Load Balancing Policies¶

Load balancing policies determine how drivers select coordinator nodes for each request. The choice of policy significantly impacts latency, throughput, and resource utilization across the cluster.

Client-Side Load Balancing¶

No External Load Balancer Required¶

Unlike traditional RDBMS architectures where applications connect through a load balancer (HAProxy, F5, PgBouncer, etc.), Cassandra drivers perform load balancing internally:

Problems with External Load Balancers for Distributed Databases:

Issue	Impact
Single point of failure	Load balancer outage = total outage
Additional network hop	0.5-2ms added latency per request
No data locality awareness	Cannot route to replica nodes
Connection pooling conflicts	LB pools vs driver pools
Health check limitations	Cannot assess Cassandra-specific health
Cost and complexity	Additional infrastructure to manage

Driver Bootstrap Process¶

When a Cassandra driver initializes, it performs cluster discovery automatically:

Bootstrap Steps:

Contact point connection: Driver connects to one or more seed addresses provided in configuration
Cluster discovery: Queries system.local and system.peers tables to discover all nodes
Metadata retrieval: Obtains token assignments, datacenter/rack topology, schema information
Connection establishment: Opens connection pools to all discovered nodes (based on distance policy)
Token ring construction: Builds internal map of token ranges to nodes for data-aware routing

Contact Points Are Not Special

Contact points are only used for initial discovery. After bootstrap, the driver treats all nodes equally. If a contact point goes down, the driver continues operating with other nodes. Provide multiple contact points for bootstrap resilience.

Direct Node Connections¶

After bootstrap, the driver maintains persistent connections to cluster nodes:

Benefits of Direct Connections:

Benefit	Description
No single point of failure	Any node can serve any request
Optimal latency	Direct path, no intermediary hop
Data-aware routing	Driver routes to replica nodes
Automatic failover	Instant reroute on node failure
Topology awareness	Respects datacenter boundaries
Dynamic scaling	New nodes discovered automatically

Load Balancing Policy Role¶

The load balancing policy determines request routing after connections are established:

Recommended Production Configuration

For most production deployments, use Token-Aware policy wrapping DC-Aware Round Robin:

TokenAwarePolicy(DCAwareRoundRobinPolicy(local_dc="dc1"))

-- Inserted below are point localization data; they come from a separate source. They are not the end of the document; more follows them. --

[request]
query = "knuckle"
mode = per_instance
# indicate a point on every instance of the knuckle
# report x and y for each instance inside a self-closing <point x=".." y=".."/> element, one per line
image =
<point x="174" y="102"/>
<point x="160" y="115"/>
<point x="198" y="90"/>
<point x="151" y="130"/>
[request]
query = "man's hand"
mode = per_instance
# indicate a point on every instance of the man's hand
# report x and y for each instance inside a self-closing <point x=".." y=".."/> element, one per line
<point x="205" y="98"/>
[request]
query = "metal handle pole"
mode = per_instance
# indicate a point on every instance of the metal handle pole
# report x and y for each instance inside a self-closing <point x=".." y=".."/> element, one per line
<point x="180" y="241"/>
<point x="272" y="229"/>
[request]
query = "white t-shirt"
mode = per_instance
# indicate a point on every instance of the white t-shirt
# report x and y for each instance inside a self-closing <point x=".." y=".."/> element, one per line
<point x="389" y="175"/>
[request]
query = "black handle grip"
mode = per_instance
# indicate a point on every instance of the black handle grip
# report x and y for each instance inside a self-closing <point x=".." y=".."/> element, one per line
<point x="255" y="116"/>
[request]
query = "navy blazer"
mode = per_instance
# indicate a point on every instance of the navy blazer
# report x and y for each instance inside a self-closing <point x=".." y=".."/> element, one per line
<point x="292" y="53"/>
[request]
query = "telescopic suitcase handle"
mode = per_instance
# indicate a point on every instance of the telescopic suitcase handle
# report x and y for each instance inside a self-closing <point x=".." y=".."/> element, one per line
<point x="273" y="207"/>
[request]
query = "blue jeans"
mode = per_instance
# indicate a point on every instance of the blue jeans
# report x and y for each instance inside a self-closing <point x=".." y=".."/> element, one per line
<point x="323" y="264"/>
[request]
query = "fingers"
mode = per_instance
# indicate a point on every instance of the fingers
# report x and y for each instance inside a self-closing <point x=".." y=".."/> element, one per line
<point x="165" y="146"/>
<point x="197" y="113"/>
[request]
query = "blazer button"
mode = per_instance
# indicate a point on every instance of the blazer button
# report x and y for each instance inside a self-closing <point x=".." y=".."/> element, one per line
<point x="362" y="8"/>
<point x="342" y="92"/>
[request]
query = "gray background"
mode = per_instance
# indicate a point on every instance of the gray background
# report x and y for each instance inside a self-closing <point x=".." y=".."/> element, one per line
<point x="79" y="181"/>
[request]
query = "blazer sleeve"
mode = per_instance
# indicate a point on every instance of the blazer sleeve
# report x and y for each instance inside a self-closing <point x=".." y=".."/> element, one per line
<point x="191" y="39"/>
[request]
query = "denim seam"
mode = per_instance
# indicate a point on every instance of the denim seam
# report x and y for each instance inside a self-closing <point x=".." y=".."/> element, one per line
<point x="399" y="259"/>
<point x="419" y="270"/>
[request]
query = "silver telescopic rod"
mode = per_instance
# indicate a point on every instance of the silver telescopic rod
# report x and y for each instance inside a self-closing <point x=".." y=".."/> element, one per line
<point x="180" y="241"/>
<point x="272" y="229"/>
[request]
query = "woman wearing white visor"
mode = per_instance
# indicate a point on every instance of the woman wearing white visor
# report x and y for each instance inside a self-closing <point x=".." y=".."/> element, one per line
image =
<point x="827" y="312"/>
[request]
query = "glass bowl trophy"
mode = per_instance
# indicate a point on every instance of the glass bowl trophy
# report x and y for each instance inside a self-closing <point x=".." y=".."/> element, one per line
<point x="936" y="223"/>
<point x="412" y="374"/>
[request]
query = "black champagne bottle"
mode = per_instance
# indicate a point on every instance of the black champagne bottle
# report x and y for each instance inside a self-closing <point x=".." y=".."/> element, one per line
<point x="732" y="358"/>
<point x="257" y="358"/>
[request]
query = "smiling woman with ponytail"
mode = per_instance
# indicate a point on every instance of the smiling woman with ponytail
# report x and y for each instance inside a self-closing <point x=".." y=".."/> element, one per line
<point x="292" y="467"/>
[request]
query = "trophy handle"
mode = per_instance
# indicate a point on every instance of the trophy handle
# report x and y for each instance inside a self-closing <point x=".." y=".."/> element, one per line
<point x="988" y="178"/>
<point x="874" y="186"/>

This routes directly to replica nodes when possible, falls back to local DC round-robin, and only uses remote DCs as a last resort.

Load Balancing Overview¶

Role of the Coordinator¶

Every CQL request is sent to a coordinator node that:

Receives the request from the client
Determines which replicas hold the data
Forwards requests to replicas
Collects and aggregates responses
Returns results to the client

The load balancing policy selects this coordinator.

Selection Criteria¶

Criterion	Benefit
Data locality	Reduces network hops
Node health	Avoids failing nodes
Load distribution	Prevents hot spots
Datacenter proximity	Minimizes latency
Connection availability	Uses ready connections

Policy Architecture¶

Policy Interface¶

Load balancing policies implement a common interface:

# Conceptual interface
class LoadBalancingPolicy:
    def initialize(self, cluster):
        """Called when driver initializes with cluster metadata"""
        pass

    def distance(self, host):
        """Return distance classification for host"""
        # Returns: LOCAL, REMOTE, or IGNORED
        pass

    def new_query_plan(self, keyspace, statement):
        """Return iterator of hosts to try for this query"""
        pass

    def on_add(self, host):
        """Called when node joins cluster"""
        pass

    def on_remove(self, host):
        """Called when node leaves cluster"""
        pass

    def on_up(self, host):
        """Called when node becomes available"""
        pass

    def on_down(self, host):
        """Called when node becomes unavailable"""
        pass

Query Plan¶

The query plan is an ordered sequence of nodes to try:

Built-in Policies¶

Round Robin¶

Distributes requests evenly across all nodes:

Characteristics:

Simple, predictable distribution
No awareness of data location
Good for uniform workloads

Not Recommended for Production

Round Robin policy ignores data locality and datacenter topology. For production deployments, use DC-aware or Token-aware policies instead.

Implementation:

class RoundRobinPolicy:
    def __init__(self):
        self.hosts = []
        self.index = 0

    def new_query_plan(self, keyspace, statement):
        hosts = list(self.hosts)
        start = self.index
        self.index = (self.index + 1) % len(hosts)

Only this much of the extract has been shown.